Contemporary best-sellers this week

Originally Published: November 16, 2012

Once again, Mary Oliver’s A Thousand Mornings claims the top spot on this week’s contemporary best sellers list. Following Oliver at #2 is Mark Doty with Fire to Fire, while Billy Collins holds on to the #3 spot with Horoscopes for the Dead. Sharon Olds moves back into the top five this week with her latest, Stag’s Leap, and Toi Derricotte rounds out the top five with The Undertaker’s Daughter. Entering the list at #7 is Louise Glück’s Poems 1962-2012. About Glück’s latest, Dwight Garner at The New York Times writes: “Put together, these compact volumes have a great novel’s cohesiveness and raking moral intensity. They display a supple and prosecutorial mind interrogating not merely her own life but also the sensual and political nature of the world that spins around it. Her poems bring with them perilously low barometric pressure.” Also new to the list this week is Kathryn Stripling Byer’s Descent.
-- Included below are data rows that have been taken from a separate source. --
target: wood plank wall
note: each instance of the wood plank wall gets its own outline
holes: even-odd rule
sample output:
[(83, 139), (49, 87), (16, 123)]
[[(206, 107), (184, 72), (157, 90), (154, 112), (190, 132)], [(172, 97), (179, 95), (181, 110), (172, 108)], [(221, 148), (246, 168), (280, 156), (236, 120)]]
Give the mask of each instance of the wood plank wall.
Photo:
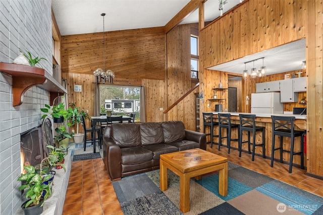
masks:
[[(306, 8), (307, 172), (323, 176), (323, 5), (308, 1)], [(322, 177), (323, 179), (323, 177)]]
[[(172, 54), (168, 59), (172, 63), (168, 65), (168, 70), (172, 71), (168, 72), (167, 79), (165, 78), (166, 36), (164, 34), (162, 37), (159, 28), (106, 32), (105, 36), (110, 35), (107, 40), (113, 38), (107, 45), (107, 51), (110, 53), (112, 51), (111, 49), (114, 50), (114, 53), (118, 58), (116, 57), (114, 58), (115, 60), (111, 62), (110, 57), (106, 57), (109, 62), (105, 63), (106, 67), (109, 64), (108, 68), (116, 73), (115, 85), (144, 86), (146, 92), (146, 121), (182, 120), (186, 128), (195, 130), (194, 115), (187, 113), (195, 111), (194, 93), (198, 92), (198, 89), (174, 108), (170, 115), (163, 114), (163, 111), (160, 110), (159, 108), (166, 110), (196, 84), (196, 82), (191, 81), (190, 78), (190, 35), (198, 35), (198, 24), (184, 25), (175, 28), (169, 33), (168, 37), (171, 39), (167, 45)], [(154, 38), (152, 42), (151, 38)], [(94, 92), (92, 73), (97, 68), (103, 67), (101, 59), (103, 59), (103, 56), (95, 61), (90, 59), (93, 60), (92, 54), (102, 55), (95, 50), (101, 48), (99, 46), (102, 45), (102, 39), (101, 33), (63, 37), (62, 49), (64, 65), (62, 65), (62, 77), (68, 83), (68, 100), (88, 109), (91, 115), (93, 113)], [(178, 40), (180, 42), (178, 42)], [(128, 51), (135, 48), (132, 46), (136, 47), (136, 51)], [(92, 47), (94, 50), (92, 50)], [(155, 48), (157, 47), (158, 48)], [(156, 49), (158, 49), (158, 51)], [(142, 53), (138, 53), (138, 50)], [(123, 57), (121, 56), (122, 52), (124, 52)], [(97, 53), (93, 54), (94, 52)], [(163, 56), (160, 57), (160, 55)], [(144, 62), (141, 61), (143, 57)], [(129, 63), (131, 65), (127, 67), (122, 62), (126, 62), (129, 58), (135, 60)], [(141, 64), (141, 63), (143, 64)], [(110, 67), (111, 63), (115, 65)], [(163, 71), (160, 68), (162, 65), (164, 66)], [(117, 65), (118, 69), (115, 69), (113, 66)], [(124, 70), (126, 70), (126, 73), (120, 71)], [(174, 73), (175, 70), (176, 75)], [(82, 92), (74, 92), (74, 85), (82, 85)], [(92, 86), (93, 88), (89, 87)], [(89, 98), (87, 97), (88, 95), (91, 95)]]
[[(211, 92), (209, 67), (306, 38), (308, 77), (307, 172), (323, 176), (321, 1), (245, 0), (200, 31), (200, 90)], [(252, 13), (246, 13), (252, 12)], [(242, 81), (242, 98), (255, 91), (255, 80)], [(245, 106), (242, 99), (242, 109)], [(207, 110), (206, 103), (201, 111)], [(286, 108), (286, 107), (284, 107)], [(310, 131), (310, 132), (309, 132)], [(310, 142), (310, 143), (309, 143)], [(309, 146), (309, 145), (310, 145)]]
[(116, 77), (165, 79), (163, 27), (62, 37), (63, 73), (92, 75), (97, 68), (111, 69)]
[[(191, 34), (196, 35), (198, 24), (181, 25), (167, 33), (167, 107), (188, 91), (195, 83), (191, 79)], [(198, 35), (196, 35), (198, 36)], [(167, 114), (167, 120), (182, 121), (186, 129), (195, 130), (194, 93), (191, 93)]]

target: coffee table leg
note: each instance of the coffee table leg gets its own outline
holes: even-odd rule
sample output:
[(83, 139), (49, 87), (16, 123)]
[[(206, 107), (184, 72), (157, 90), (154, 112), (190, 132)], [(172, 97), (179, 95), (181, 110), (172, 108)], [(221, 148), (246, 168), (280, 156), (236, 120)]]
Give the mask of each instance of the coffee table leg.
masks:
[(159, 160), (159, 177), (160, 178), (160, 190), (162, 191), (168, 189), (167, 184), (167, 168), (164, 165), (163, 160)]
[(190, 177), (185, 174), (180, 176), (180, 209), (185, 213), (190, 211)]
[(219, 193), (223, 196), (228, 195), (228, 163), (219, 171)]

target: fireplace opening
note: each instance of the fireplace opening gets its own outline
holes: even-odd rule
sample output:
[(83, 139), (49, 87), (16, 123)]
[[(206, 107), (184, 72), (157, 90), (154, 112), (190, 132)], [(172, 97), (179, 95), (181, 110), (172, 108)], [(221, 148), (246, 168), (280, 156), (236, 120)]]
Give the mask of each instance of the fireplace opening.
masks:
[(22, 133), (20, 139), (21, 172), (23, 173), (24, 166), (40, 164), (50, 151), (46, 146), (53, 146), (51, 120), (45, 118), (40, 126)]

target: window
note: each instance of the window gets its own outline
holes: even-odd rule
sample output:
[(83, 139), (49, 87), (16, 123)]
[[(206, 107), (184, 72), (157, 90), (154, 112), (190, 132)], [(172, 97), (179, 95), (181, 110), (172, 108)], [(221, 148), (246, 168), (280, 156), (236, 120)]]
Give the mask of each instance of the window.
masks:
[(134, 113), (140, 118), (140, 88), (100, 85), (100, 114), (109, 110), (113, 115), (129, 115)]
[(198, 79), (198, 40), (191, 36), (191, 78)]

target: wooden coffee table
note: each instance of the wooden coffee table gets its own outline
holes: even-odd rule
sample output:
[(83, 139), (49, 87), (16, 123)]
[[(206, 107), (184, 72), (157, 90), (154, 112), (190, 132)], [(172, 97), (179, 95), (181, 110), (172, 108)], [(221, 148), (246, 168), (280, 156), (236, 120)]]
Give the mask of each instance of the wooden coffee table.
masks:
[(180, 209), (190, 210), (190, 179), (200, 180), (201, 175), (219, 170), (219, 193), (228, 194), (228, 160), (200, 149), (194, 149), (160, 155), (160, 189), (168, 189), (167, 169), (180, 177)]

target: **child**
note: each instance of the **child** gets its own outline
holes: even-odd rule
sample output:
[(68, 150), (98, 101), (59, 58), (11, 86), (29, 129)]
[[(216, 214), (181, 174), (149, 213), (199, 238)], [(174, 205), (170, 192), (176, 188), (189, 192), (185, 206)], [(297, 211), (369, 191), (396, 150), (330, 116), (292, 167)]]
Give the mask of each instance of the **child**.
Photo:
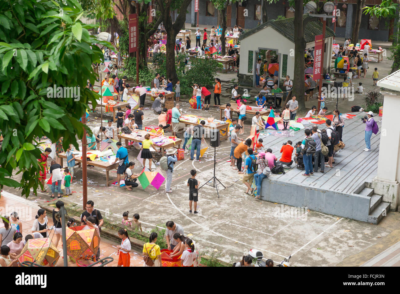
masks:
[(180, 96), (180, 82), (179, 80), (176, 81), (175, 84), (175, 97), (176, 97), (176, 102), (179, 102), (179, 97)]
[(226, 108), (224, 109), (224, 112), (225, 113), (224, 117), (224, 121), (226, 121), (228, 119), (230, 119), (230, 103), (226, 103)]
[(142, 222), (139, 221), (140, 217), (138, 213), (135, 213), (133, 215), (133, 221), (132, 222), (132, 228), (136, 230), (136, 228), (140, 229), (140, 232), (143, 232), (142, 230)]
[(282, 118), (283, 119), (283, 130), (288, 129), (288, 124), (290, 120), (290, 111), (289, 110), (289, 104), (285, 105), (285, 109), (282, 111)]
[(323, 116), (324, 117), (325, 116), (325, 113), (326, 112), (327, 110), (328, 110), (328, 107), (325, 106), (322, 109), (320, 110), (320, 112), (318, 113), (318, 115), (319, 116)]
[(68, 169), (66, 169), (64, 170), (64, 174), (65, 176), (64, 177), (64, 187), (65, 187), (65, 195), (64, 195), (64, 196), (68, 196), (70, 195), (72, 195), (72, 193), (71, 192), (71, 176), (70, 176), (68, 173), (70, 172), (70, 171)]
[(315, 112), (315, 111), (317, 110), (317, 107), (314, 106), (311, 107), (311, 110), (309, 110), (308, 112), (307, 113), (307, 114), (306, 115), (306, 117), (311, 117), (311, 115), (314, 115), (314, 113)]
[(362, 93), (362, 91), (364, 89), (364, 87), (362, 85), (362, 83), (358, 83), (358, 86), (357, 87), (357, 91), (356, 91), (356, 93), (358, 93), (358, 94), (361, 94)]
[(130, 266), (130, 252), (132, 249), (130, 246), (130, 240), (128, 235), (128, 231), (126, 229), (120, 229), (118, 231), (118, 236), (122, 240), (121, 246), (118, 245), (118, 265), (117, 266), (124, 267)]
[(187, 238), (185, 240), (185, 245), (187, 249), (183, 252), (180, 256), (183, 266), (193, 266), (197, 254), (194, 250), (194, 245), (191, 239)]
[(67, 166), (68, 169), (71, 171), (71, 177), (74, 177), (74, 167), (75, 166), (75, 156), (71, 148), (67, 148), (65, 152), (65, 156), (67, 157)]
[(198, 192), (197, 187), (200, 184), (200, 181), (196, 179), (196, 170), (192, 169), (190, 171), (190, 175), (192, 177), (188, 180), (188, 187), (189, 187), (189, 213), (192, 213), (192, 202), (194, 201), (194, 211), (193, 213), (198, 213), (197, 209), (197, 201), (198, 201)]
[(115, 136), (114, 134), (114, 127), (112, 126), (112, 119), (109, 119), (108, 122), (108, 125), (106, 127), (106, 139), (114, 139)]
[(379, 76), (379, 72), (378, 71), (378, 68), (375, 68), (375, 71), (372, 73), (372, 81), (374, 81), (374, 85), (376, 85), (378, 78)]
[(142, 154), (140, 155), (140, 158), (143, 159), (143, 167), (146, 166), (146, 159), (149, 160), (149, 169), (151, 171), (151, 165), (153, 163), (152, 158), (153, 155), (150, 152), (150, 146), (151, 146), (154, 148), (154, 150), (157, 149), (153, 142), (150, 140), (150, 135), (149, 134), (146, 134), (144, 135), (144, 140), (142, 142), (142, 149), (141, 151)]
[(122, 219), (121, 221), (121, 223), (124, 226), (130, 226), (132, 227), (132, 220), (128, 218), (129, 211), (125, 211), (122, 213)]
[[(122, 124), (124, 123), (124, 113), (121, 110), (121, 107), (118, 107), (117, 108), (118, 112), (117, 112), (117, 132), (122, 133)], [(120, 132), (120, 128), (121, 128), (121, 131)]]
[(258, 152), (258, 150), (261, 151), (261, 148), (264, 147), (264, 145), (262, 145), (262, 139), (258, 139), (258, 142), (256, 143), (256, 145), (254, 148), (254, 151), (256, 152)]

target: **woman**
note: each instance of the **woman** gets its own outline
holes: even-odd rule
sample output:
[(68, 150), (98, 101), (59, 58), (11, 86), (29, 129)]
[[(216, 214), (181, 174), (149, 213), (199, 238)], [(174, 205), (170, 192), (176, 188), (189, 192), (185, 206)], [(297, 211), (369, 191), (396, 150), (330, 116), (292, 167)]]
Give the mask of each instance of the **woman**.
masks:
[(371, 151), (371, 136), (372, 135), (372, 126), (375, 123), (375, 121), (372, 117), (374, 113), (368, 111), (367, 114), (368, 118), (367, 119), (363, 119), (362, 122), (365, 124), (365, 145), (366, 148), (363, 149), (364, 151)]
[[(214, 106), (221, 105), (220, 95), (221, 95), (221, 80), (218, 77), (215, 78), (215, 86), (214, 87)], [(218, 105), (217, 105), (217, 99), (218, 99)]]
[[(10, 256), (10, 248), (7, 245), (3, 245), (0, 248), (0, 266), (16, 266), (15, 263), (17, 259), (11, 260)], [(14, 265), (14, 264), (16, 264)]]
[(252, 266), (253, 258), (250, 255), (243, 256), (242, 260), (238, 262), (236, 262), (235, 264), (235, 267), (236, 266)]
[(342, 139), (342, 134), (343, 131), (344, 121), (340, 116), (340, 113), (339, 112), (339, 110), (337, 109), (333, 111), (333, 119), (332, 120), (332, 121), (336, 128), (336, 130), (339, 133), (339, 141), (343, 142), (343, 140)]
[(0, 228), (0, 246), (6, 245), (11, 242), (14, 234), (17, 231), (15, 227), (10, 225), (10, 219), (8, 217), (2, 218), (4, 226)]
[[(160, 246), (156, 244), (157, 238), (158, 235), (155, 232), (150, 234), (148, 243), (144, 243), (143, 245), (143, 256), (148, 254), (150, 258), (154, 262), (153, 266), (162, 266), (161, 263), (161, 252), (160, 250)], [(148, 266), (145, 264), (145, 266)]]
[[(40, 154), (40, 158), (38, 159), (38, 162), (40, 166), (40, 171), (39, 172), (39, 179), (42, 182), (42, 185), (44, 188), (44, 181), (46, 179), (46, 170), (47, 169), (47, 157), (51, 153), (51, 148), (48, 147), (44, 149), (44, 152)], [(43, 171), (42, 170), (43, 170)], [(46, 189), (40, 191), (41, 192), (45, 192)]]
[(32, 226), (32, 233), (37, 232), (43, 236), (43, 238), (48, 236), (48, 229), (47, 224), (48, 220), (46, 216), (46, 211), (42, 208), (38, 211), (38, 215), (35, 217), (36, 219), (33, 222)]
[(190, 39), (189, 36), (186, 36), (186, 50), (190, 49)]
[(61, 166), (54, 161), (52, 161), (50, 165), (50, 173), (52, 175), (51, 196), (50, 196), (50, 198), (54, 198), (54, 190), (56, 188), (56, 183), (58, 194), (57, 198), (61, 198), (62, 197), (61, 196), (61, 180), (62, 179), (62, 176), (61, 175)]
[(12, 240), (9, 242), (7, 246), (10, 248), (10, 256), (13, 259), (16, 258), (24, 248), (22, 234), (17, 232), (14, 234)]
[(132, 188), (136, 188), (139, 185), (136, 183), (136, 179), (140, 174), (134, 175), (132, 170), (135, 167), (135, 163), (131, 161), (128, 164), (128, 167), (125, 171), (125, 184), (126, 189), (130, 191)]
[(179, 233), (175, 233), (174, 234), (173, 237), (178, 243), (174, 247), (174, 251), (170, 253), (170, 257), (180, 256), (186, 249), (186, 246), (185, 246), (185, 240), (186, 238), (185, 236), (180, 234)]

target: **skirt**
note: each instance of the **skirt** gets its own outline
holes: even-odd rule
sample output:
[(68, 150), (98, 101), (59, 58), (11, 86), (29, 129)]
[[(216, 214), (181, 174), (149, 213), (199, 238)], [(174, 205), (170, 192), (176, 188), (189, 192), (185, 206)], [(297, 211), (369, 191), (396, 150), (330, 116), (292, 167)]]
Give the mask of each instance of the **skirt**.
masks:
[(142, 150), (142, 154), (140, 155), (140, 158), (152, 158), (153, 155), (151, 155), (150, 149), (145, 149), (143, 148)]

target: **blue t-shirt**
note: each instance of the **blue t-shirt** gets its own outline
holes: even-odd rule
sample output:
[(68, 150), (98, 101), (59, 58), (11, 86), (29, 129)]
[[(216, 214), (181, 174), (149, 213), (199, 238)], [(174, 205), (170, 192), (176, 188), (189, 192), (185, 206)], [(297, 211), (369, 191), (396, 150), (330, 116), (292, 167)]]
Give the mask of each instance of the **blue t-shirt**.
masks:
[(254, 173), (252, 170), (250, 169), (250, 166), (251, 165), (251, 160), (252, 159), (256, 159), (256, 157), (254, 156), (253, 154), (252, 154), (250, 155), (249, 155), (247, 157), (246, 157), (246, 162), (245, 165), (247, 165), (247, 173)]
[(128, 158), (128, 150), (126, 150), (126, 148), (125, 147), (121, 147), (117, 151), (117, 155), (116, 157), (119, 158), (120, 159), (122, 159), (125, 157), (125, 156), (126, 157), (126, 158), (125, 158), (125, 160), (124, 161), (124, 163), (126, 164), (129, 163), (129, 160)]
[(265, 99), (265, 97), (264, 96), (262, 96), (262, 98), (260, 98), (260, 97), (257, 97), (256, 102), (258, 103), (258, 105), (262, 105), (264, 104), (265, 101), (266, 99)]
[(172, 91), (173, 90), (172, 89), (172, 83), (168, 83), (167, 84), (167, 88), (165, 89), (166, 91)]

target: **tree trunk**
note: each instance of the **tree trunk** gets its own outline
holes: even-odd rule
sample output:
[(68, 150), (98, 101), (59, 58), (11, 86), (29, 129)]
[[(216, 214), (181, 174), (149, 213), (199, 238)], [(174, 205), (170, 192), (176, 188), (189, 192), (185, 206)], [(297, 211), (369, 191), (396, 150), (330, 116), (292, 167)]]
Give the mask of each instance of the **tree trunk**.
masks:
[(352, 33), (352, 40), (354, 44), (358, 42), (358, 32), (361, 25), (361, 16), (362, 15), (362, 7), (365, 4), (365, 0), (357, 0), (356, 8), (356, 19), (354, 20), (353, 32)]
[(303, 23), (303, 0), (295, 0), (294, 10), (294, 76), (292, 96), (298, 102), (298, 111), (303, 112), (306, 106), (304, 99), (304, 39)]

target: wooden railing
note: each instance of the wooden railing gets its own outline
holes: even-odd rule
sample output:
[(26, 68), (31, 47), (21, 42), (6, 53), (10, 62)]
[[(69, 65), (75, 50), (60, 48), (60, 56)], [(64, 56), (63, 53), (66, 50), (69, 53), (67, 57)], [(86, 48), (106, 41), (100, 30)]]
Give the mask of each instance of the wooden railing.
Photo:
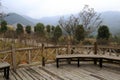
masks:
[(31, 64), (33, 62), (45, 63), (54, 62), (56, 55), (60, 54), (99, 54), (120, 57), (119, 47), (98, 46), (45, 46), (14, 48), (12, 45), (10, 50), (0, 51), (1, 61), (7, 61), (11, 64), (11, 68), (16, 69), (21, 64)]

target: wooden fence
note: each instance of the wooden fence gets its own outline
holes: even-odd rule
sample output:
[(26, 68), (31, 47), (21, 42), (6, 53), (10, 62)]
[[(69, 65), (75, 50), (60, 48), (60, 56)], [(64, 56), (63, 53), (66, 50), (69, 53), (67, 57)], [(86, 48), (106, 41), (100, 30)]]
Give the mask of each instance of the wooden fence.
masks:
[(7, 61), (11, 64), (11, 68), (16, 69), (21, 64), (31, 64), (39, 62), (43, 66), (45, 63), (54, 62), (56, 55), (60, 54), (99, 54), (111, 55), (120, 57), (120, 47), (110, 46), (45, 46), (41, 47), (28, 47), (28, 48), (15, 48), (13, 45), (10, 50), (0, 51), (0, 60)]

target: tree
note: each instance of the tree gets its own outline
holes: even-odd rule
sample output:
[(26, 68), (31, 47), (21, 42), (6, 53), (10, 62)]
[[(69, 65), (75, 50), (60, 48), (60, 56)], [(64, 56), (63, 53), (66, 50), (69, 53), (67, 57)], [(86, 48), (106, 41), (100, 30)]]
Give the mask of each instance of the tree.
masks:
[(27, 34), (31, 33), (31, 26), (27, 25), (25, 28), (25, 31), (27, 32)]
[(47, 25), (47, 26), (46, 26), (46, 31), (47, 31), (48, 33), (51, 32), (51, 26), (50, 26), (50, 25)]
[(44, 24), (42, 24), (42, 23), (36, 24), (36, 26), (34, 27), (34, 31), (40, 35), (43, 35), (44, 34)]
[(85, 30), (83, 28), (83, 25), (78, 25), (75, 29), (75, 39), (77, 41), (83, 40), (85, 37)]
[(59, 25), (57, 25), (55, 27), (55, 30), (54, 30), (54, 40), (55, 40), (55, 42), (57, 42), (59, 37), (61, 37), (61, 36), (62, 36), (62, 29), (60, 28)]
[(64, 17), (60, 18), (59, 24), (62, 29), (68, 34), (70, 37), (70, 41), (72, 41), (72, 36), (75, 34), (75, 28), (79, 24), (79, 18), (71, 15), (68, 19)]
[(1, 33), (5, 33), (7, 30), (8, 30), (7, 22), (6, 21), (2, 21), (1, 22), (1, 28), (0, 28)]
[(20, 23), (18, 23), (16, 28), (17, 35), (21, 35), (23, 34), (23, 32), (24, 32), (23, 26)]
[(106, 39), (110, 37), (109, 28), (106, 25), (100, 26), (98, 29), (97, 39)]
[(93, 32), (102, 23), (100, 14), (96, 13), (94, 8), (89, 8), (88, 5), (85, 5), (83, 10), (79, 13), (79, 18), (83, 27), (88, 32)]

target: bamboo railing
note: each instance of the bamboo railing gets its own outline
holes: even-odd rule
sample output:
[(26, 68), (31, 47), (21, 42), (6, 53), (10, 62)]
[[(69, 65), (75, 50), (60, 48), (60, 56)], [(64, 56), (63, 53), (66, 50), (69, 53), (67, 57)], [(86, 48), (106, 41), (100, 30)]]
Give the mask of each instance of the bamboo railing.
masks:
[(99, 46), (96, 43), (91, 46), (45, 46), (15, 48), (11, 46), (10, 50), (0, 51), (0, 60), (7, 61), (11, 68), (16, 69), (21, 64), (32, 64), (39, 62), (43, 66), (45, 63), (55, 61), (56, 55), (63, 54), (100, 54), (120, 57), (120, 47)]

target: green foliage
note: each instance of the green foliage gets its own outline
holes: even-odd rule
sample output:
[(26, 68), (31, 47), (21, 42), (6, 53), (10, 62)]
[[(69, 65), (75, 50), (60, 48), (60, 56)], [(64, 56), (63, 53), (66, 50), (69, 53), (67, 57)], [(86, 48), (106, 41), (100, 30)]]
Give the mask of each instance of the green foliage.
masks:
[(57, 25), (54, 30), (54, 40), (58, 41), (59, 37), (61, 36), (62, 36), (62, 29), (60, 28), (59, 25)]
[(23, 26), (21, 24), (17, 24), (17, 28), (16, 28), (16, 33), (17, 35), (21, 35), (23, 34), (24, 30), (23, 30)]
[(31, 33), (31, 26), (27, 25), (25, 31), (30, 34)]
[(85, 30), (83, 28), (83, 25), (78, 25), (75, 29), (75, 39), (77, 41), (83, 40), (85, 37)]
[(41, 35), (44, 34), (44, 24), (42, 23), (36, 24), (36, 26), (34, 27), (34, 32), (41, 34)]
[(98, 29), (97, 39), (106, 39), (110, 37), (109, 28), (106, 25), (100, 26)]
[(8, 30), (7, 22), (6, 21), (2, 21), (1, 22), (1, 28), (0, 28), (1, 33), (5, 33), (7, 30)]

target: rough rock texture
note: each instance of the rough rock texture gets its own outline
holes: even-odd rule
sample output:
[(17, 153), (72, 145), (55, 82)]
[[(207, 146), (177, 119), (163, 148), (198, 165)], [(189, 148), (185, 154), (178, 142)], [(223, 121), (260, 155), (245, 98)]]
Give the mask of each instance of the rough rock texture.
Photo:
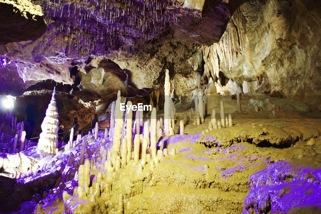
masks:
[(28, 0), (1, 0), (0, 11), (0, 45), (35, 41), (47, 28), (41, 7)]
[(75, 84), (79, 69), (92, 59), (110, 58), (119, 65), (120, 68), (116, 68), (121, 76), (115, 76), (114, 66), (109, 70), (105, 63), (92, 68), (95, 68), (92, 73), (97, 75), (97, 81), (88, 82), (91, 78), (80, 74), (83, 80), (78, 90), (92, 91), (97, 84), (103, 85), (98, 77), (105, 76), (103, 73), (108, 76), (105, 79), (115, 83), (104, 85), (99, 94), (104, 95), (111, 89), (120, 89), (126, 94), (133, 88), (157, 87), (165, 68), (174, 68), (172, 75), (190, 70), (182, 61), (195, 51), (193, 44), (210, 45), (218, 41), (231, 14), (245, 1), (92, 1), (48, 4), (36, 1), (48, 23), (46, 32), (36, 42), (1, 46), (0, 55), (19, 62), (23, 67), (19, 76), (25, 82), (34, 81), (30, 82), (34, 84), (48, 78)]
[(219, 42), (204, 47), (208, 76), (228, 78), (272, 96), (293, 97), (321, 109), (321, 4), (251, 1), (234, 13)]

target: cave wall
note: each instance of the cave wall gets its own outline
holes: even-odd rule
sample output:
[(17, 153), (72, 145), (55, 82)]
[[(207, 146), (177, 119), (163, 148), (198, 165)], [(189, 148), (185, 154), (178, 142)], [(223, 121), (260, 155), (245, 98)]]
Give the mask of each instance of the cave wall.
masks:
[(220, 41), (202, 47), (205, 69), (273, 96), (320, 111), (321, 3), (251, 1), (234, 13)]

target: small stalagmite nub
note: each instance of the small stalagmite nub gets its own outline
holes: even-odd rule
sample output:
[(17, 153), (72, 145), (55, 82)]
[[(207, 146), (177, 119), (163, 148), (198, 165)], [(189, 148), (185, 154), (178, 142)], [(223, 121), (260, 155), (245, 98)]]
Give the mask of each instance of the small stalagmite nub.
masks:
[(117, 214), (124, 213), (124, 196), (120, 193), (118, 195), (118, 201), (117, 203)]

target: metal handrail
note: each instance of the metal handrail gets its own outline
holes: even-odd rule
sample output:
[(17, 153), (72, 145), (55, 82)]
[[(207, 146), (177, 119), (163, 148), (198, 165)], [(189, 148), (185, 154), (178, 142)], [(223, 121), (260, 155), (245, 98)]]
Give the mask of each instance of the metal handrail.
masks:
[[(106, 128), (107, 128), (107, 129), (108, 129), (108, 127), (101, 127), (101, 128), (98, 128), (98, 129), (105, 129)], [(88, 130), (92, 129), (94, 129), (94, 128), (89, 128), (89, 129), (78, 129), (78, 130), (74, 130), (74, 131), (82, 131), (83, 130)], [(61, 133), (59, 133), (59, 134), (65, 134), (65, 133), (70, 133), (70, 132), (70, 132), (70, 131), (66, 131), (66, 132), (61, 132)], [(30, 138), (30, 139), (31, 140), (31, 139), (37, 139), (37, 138), (40, 138), (40, 137), (37, 137), (36, 138)]]

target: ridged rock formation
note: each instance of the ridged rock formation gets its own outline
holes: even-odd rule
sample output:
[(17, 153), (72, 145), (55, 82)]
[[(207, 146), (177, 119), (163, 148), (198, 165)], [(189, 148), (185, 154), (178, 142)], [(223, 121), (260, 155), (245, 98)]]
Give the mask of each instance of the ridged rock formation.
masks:
[(52, 97), (46, 112), (46, 117), (41, 125), (42, 132), (38, 142), (38, 148), (48, 154), (56, 153), (58, 146), (59, 121), (58, 109), (56, 106), (56, 88), (54, 88)]
[(41, 6), (28, 0), (0, 0), (0, 45), (35, 41), (47, 28)]

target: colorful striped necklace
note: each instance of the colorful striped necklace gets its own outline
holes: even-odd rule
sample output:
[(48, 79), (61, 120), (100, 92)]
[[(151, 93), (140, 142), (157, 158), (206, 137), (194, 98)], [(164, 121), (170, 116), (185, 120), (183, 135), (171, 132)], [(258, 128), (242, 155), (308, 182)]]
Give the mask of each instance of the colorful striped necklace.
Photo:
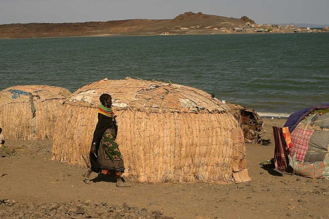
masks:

From her publisher: “Navigating the dangerous currents of family and race, Kathryn Stripling Byer’s sixth poetry collection confronts the legacy of southern memory and landscape, where too often it's safer to stay blind.” Finally, a notable debut this week is Robert Walser’s Microscripts, published in hardcover in 2010 and released in paperback this month. “These narrow strips of paper, covered with tiny ant-like pencil markings a millimeter high, came to light only after the author's death in 1956. At first considered random restless pencil markings or a secret code, the microscripts were in time discovered to be a radically miniaturized form of antique German script: a whole story was deciphered on the back of a business card. These twenty-five short pieces address schnapps, rotten husbands, small town life, elegant jaunts, the radio, swine, jealousy, and marriage proposals.”